چكيده لاتين
In many studies, the data under investigation are not mutually independent but instead exhibit spatial dependence, arising from the geographic locations of the observations. Such data, where spatial relationships are of central importance, are referred to as spatial data. The analysis of spatial data poses unique challenges due to spatial heterogeneity and autocorrelation, which necessitate the use of advanced analytical methods. With the growing availability of spatial and satellite remote sensing data, the limitations of traditional methods in handling spatial dependence have become increasingly evident. Recently, machine learning algorithms particularly random forest have been proposed as powerful alternatives for spatial prediction. However, standard implementations often lack a spatial component and tend to ignore the inherent spatial correlation present in geographic data.
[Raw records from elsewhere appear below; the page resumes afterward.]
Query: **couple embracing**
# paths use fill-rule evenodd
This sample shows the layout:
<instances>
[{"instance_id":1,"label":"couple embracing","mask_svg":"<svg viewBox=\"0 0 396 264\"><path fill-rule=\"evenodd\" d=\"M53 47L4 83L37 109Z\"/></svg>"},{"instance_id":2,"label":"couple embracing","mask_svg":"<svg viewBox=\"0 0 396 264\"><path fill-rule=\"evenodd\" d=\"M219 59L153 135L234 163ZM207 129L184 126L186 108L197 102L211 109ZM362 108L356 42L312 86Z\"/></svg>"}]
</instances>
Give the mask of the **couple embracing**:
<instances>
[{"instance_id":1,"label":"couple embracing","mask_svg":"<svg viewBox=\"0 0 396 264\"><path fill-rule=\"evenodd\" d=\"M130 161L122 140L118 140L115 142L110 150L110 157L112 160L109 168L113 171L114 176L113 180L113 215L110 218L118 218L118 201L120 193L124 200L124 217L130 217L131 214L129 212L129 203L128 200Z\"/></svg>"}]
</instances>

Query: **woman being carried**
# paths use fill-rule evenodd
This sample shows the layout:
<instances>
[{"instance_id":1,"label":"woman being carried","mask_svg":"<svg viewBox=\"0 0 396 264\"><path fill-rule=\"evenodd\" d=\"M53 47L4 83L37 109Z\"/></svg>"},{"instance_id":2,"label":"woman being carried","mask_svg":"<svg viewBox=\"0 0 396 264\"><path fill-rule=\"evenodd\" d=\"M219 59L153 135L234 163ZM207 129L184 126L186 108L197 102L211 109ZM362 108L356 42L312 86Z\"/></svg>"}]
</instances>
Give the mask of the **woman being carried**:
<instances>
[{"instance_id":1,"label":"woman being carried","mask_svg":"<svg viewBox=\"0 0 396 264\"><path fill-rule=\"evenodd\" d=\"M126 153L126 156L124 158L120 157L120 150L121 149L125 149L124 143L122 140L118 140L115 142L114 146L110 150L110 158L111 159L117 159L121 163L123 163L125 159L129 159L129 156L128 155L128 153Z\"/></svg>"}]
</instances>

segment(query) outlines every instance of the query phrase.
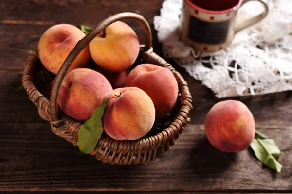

This dissertation introduces and evaluates a series of random forest approaches for analyzing spatially dependent data. At first, the random forest spatial interpolation method is introduced, and its performance is evaluated using both simulated datasets and real-world precipitation and temperature data, and is compared with alternative interpolation methods such as nearest neighbor, trend surface analysis, inverse distance weighting, ordinary kriging, standard random forest, and spatial random forest. Subsequently, a model of the random forest, termed the geographical random forest, is proposed for spatial dependence analysis. This method serves both as a predictive tool and as an exploratory approach for modeling population distribution based on remote sensing variables. Finally, the extension of the geographic random forest model is presented as geographic weighted random forest, which increases the prediction accuracy by applying spatial weighting to the data. Also, the importance of spatial weighting of observations in local models is examined and demonstrated. The challenges related to bandwidth selection and its optimization with accuracy size criteria are also raised. The performance of the geographic weighted random forest will also be compared with other presented methods such as geographic weighted regression, geographical random forest, random forest and ordinary least square.